I am committed to the authority of God’s Word in every part of my teaching. It is not important what I think, but what God states is important. Every teaching is subject to the spirit and the message of all of God’s Word, not just an isolated verse here or there. I have learned that the best commentary on the Bible is the Bible. Passages in one portion of Scripture are amplified and clarified with other passages. As I have presented seminars to thousands of pastors over the years, I always appreciated the questions and comments that they have shared with me that have caused me to dig deeper into God’s Word. I am also grateful for the wise counsel of many Godly scholars who have shared their wisdom and understanding of Scripture with me.
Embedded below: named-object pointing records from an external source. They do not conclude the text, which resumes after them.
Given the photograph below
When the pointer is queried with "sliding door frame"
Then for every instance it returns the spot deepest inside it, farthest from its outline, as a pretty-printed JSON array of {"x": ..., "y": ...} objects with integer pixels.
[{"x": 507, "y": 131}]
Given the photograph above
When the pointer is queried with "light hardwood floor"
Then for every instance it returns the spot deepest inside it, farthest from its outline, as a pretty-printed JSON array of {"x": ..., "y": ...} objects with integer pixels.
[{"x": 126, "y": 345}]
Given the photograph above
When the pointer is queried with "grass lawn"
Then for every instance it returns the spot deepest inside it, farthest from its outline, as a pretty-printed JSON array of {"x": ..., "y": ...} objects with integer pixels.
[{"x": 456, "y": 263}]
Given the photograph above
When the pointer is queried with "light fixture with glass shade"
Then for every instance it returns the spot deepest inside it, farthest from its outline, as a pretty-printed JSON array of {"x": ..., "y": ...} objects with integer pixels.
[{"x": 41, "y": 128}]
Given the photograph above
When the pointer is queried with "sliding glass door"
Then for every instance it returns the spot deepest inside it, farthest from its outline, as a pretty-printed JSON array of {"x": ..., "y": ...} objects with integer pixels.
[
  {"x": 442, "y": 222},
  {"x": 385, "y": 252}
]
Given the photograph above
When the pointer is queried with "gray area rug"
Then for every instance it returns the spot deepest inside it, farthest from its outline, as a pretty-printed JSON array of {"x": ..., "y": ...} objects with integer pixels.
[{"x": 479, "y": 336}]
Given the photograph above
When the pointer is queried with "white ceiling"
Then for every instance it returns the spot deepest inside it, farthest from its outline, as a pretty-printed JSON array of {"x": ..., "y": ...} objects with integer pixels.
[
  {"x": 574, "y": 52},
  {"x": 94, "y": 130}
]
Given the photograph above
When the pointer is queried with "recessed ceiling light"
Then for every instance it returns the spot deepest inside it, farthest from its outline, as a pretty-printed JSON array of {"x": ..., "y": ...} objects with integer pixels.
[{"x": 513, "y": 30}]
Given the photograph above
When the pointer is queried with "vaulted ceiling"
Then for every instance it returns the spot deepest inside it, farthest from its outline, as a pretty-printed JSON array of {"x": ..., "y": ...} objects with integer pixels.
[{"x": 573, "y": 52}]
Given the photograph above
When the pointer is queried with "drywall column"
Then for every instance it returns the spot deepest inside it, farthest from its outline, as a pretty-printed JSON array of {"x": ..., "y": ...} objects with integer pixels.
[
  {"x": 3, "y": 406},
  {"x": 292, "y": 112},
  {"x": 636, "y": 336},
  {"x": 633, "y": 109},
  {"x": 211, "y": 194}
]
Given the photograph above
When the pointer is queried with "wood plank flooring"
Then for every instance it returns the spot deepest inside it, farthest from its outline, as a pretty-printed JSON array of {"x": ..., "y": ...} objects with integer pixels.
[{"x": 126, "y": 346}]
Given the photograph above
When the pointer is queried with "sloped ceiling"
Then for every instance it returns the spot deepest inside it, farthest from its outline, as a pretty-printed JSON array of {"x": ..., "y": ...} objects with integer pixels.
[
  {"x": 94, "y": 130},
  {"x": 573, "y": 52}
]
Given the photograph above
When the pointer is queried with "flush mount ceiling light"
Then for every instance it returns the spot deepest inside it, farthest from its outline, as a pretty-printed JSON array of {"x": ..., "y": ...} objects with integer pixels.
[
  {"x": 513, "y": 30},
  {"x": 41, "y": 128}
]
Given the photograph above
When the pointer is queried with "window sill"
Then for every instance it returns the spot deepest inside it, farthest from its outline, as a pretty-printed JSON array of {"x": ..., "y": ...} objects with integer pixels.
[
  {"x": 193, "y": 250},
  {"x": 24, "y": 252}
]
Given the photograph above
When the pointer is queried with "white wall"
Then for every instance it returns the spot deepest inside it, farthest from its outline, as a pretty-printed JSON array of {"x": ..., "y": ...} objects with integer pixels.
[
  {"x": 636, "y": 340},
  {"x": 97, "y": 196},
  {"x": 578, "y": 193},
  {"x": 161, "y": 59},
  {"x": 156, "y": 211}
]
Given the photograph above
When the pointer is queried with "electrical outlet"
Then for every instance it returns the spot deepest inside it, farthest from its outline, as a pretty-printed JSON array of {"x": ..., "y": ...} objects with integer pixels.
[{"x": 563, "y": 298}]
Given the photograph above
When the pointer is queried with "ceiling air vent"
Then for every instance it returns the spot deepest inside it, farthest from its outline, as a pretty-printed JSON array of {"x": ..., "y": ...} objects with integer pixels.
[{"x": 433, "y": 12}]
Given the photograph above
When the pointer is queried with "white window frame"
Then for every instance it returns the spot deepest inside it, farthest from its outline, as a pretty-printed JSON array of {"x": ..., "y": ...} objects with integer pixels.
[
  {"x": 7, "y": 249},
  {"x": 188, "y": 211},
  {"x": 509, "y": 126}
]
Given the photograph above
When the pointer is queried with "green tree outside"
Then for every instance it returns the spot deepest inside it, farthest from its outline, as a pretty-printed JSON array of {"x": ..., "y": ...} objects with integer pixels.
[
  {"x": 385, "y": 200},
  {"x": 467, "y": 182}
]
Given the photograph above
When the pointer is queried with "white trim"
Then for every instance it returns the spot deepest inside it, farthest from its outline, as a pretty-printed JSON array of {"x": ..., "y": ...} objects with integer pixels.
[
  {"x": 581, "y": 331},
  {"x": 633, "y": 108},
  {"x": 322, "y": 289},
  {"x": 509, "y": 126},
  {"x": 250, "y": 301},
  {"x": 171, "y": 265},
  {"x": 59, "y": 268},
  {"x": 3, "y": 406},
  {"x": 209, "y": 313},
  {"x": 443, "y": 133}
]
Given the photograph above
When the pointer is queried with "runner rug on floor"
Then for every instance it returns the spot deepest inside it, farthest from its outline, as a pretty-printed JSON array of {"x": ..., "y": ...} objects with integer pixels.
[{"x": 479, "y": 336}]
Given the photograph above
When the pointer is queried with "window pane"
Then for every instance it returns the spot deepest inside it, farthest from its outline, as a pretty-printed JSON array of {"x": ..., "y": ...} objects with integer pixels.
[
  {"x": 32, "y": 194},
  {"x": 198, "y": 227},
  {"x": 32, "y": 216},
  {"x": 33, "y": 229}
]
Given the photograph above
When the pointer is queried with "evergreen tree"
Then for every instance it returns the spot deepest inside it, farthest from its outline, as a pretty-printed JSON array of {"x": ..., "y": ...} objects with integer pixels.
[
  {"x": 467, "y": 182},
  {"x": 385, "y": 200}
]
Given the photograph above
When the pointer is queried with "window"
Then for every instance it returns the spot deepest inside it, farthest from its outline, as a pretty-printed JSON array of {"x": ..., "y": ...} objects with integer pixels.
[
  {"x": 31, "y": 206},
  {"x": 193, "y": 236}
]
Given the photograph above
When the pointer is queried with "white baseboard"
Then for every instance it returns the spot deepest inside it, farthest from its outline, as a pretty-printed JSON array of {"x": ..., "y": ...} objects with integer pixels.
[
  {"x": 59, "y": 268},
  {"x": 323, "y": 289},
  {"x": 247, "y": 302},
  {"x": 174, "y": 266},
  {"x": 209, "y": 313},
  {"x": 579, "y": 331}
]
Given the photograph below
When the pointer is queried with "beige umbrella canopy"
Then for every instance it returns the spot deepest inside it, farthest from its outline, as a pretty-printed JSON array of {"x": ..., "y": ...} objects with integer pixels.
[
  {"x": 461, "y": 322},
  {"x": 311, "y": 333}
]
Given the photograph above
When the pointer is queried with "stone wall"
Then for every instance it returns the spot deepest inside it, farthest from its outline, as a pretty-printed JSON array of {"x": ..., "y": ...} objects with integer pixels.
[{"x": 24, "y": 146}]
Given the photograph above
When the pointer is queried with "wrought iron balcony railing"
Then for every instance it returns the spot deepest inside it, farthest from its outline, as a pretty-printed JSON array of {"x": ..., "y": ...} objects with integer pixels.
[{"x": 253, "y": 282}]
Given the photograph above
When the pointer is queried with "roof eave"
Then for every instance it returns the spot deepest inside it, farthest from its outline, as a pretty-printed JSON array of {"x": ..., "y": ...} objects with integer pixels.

The Bible states that no Scripture is of any private interpretation. This means that a passage has only one interpretation as revealed by the Holy Spirit, Who guides us into all truth. However, there can be many applications of a passage. For example, the eighth commandment is “Thou shalt not steal.” The interpretation of this is that we should not take that which does not belong to us, but there are many applications. We can steal time from an employer, money from a parent, or recognition from one who is more deserving.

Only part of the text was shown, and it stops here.